The issue I have now is I want the user to be able to choose the type in the configuration file. More specifically, I have a PotentialType enum that is deserialised from the input, and some of the underlying potentials should emit only reals, and some complex. So what I’d really like is something along the lines of this:

    fn get_potential<F: ComplexFloat>(potential_type: &PotentialType) -> Result<F, Error> {
        match potential_type {
            Real => Ok(12.0),
            Complex => Ok(Complex64::new(12.0, 1.0)),
        }
    }

which obviously gives me expected type parameter, found f64/Complex64 errors as the return types are not generic here.
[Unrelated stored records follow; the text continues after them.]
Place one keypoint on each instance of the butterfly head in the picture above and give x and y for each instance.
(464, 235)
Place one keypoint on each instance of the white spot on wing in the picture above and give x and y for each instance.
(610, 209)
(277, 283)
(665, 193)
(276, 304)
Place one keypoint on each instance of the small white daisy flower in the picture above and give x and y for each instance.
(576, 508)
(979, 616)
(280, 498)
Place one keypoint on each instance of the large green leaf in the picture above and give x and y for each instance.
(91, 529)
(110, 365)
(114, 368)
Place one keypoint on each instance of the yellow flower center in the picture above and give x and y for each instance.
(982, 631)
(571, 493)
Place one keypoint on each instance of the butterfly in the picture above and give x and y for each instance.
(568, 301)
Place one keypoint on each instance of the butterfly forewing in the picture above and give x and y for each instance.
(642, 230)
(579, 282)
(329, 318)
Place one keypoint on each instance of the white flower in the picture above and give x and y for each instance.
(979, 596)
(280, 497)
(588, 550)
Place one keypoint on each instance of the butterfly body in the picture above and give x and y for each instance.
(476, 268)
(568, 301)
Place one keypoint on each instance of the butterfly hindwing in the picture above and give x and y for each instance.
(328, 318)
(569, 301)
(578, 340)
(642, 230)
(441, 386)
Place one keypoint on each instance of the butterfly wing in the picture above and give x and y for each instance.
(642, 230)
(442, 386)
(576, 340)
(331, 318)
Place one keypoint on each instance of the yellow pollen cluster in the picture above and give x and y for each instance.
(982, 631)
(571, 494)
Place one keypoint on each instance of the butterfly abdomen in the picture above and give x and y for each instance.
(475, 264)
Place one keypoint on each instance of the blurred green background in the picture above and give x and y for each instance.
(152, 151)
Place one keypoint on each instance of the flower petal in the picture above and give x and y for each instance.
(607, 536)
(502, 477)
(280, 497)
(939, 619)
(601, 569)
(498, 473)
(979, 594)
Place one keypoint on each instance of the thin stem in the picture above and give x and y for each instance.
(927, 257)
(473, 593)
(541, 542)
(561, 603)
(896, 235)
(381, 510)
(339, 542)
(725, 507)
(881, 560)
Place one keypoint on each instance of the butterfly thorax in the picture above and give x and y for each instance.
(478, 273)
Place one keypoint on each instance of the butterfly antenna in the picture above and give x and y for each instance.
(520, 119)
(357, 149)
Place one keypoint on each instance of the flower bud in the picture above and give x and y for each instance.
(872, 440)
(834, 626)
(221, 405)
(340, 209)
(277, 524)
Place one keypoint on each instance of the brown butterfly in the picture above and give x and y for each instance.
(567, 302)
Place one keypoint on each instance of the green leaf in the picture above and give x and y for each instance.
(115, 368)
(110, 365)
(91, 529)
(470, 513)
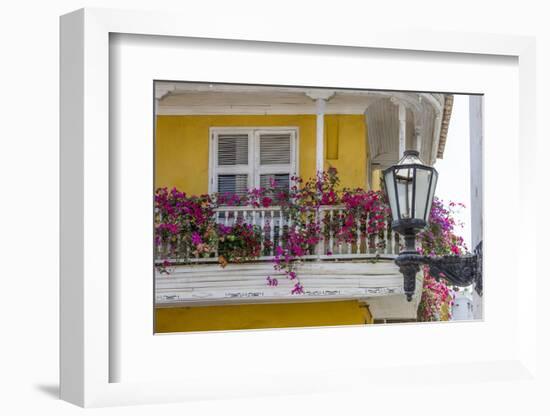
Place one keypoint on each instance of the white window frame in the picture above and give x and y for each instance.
(253, 169)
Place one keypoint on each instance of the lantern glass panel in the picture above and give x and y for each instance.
(390, 192)
(422, 193)
(431, 196)
(404, 179)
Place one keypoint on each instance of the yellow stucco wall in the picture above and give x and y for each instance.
(182, 146)
(279, 315)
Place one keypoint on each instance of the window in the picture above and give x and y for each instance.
(252, 158)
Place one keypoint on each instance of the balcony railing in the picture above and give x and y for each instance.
(274, 223)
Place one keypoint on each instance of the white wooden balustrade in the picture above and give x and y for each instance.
(274, 225)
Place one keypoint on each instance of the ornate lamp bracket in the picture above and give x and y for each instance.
(461, 271)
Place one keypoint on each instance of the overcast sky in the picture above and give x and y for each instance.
(454, 168)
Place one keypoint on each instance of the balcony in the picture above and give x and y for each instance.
(359, 268)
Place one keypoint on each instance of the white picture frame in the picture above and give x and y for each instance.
(87, 333)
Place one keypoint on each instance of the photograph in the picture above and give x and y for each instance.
(290, 206)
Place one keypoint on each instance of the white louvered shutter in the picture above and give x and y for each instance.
(275, 158)
(232, 167)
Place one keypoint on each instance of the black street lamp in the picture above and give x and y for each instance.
(410, 188)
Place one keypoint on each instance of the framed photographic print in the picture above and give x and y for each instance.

Is there any way I can set, at runtime, the type of a variable from a function like this? Or is there a way I can refactor/rethink this method to allow the generic types to do their job?


#2

One approach is to return a trait object:

fn get_potential(potential_type: PotentialType) -> Result<Box<ComplexFloat>, Error> {
    match potential_type {
        Real => Ok(Box::new(12.0)),
        Complex => Ok(Box::new(Complex64::new(12.0, 1.0))),
    }
}

You would then impl<T: ComplexFloat> ComplexFloat for Box<T> (by delegating the calls to the inner value) so you could use it in generic functions that require ComplexFloat-bound type parameters .

The above allocates heap memory though, which may be undesirable.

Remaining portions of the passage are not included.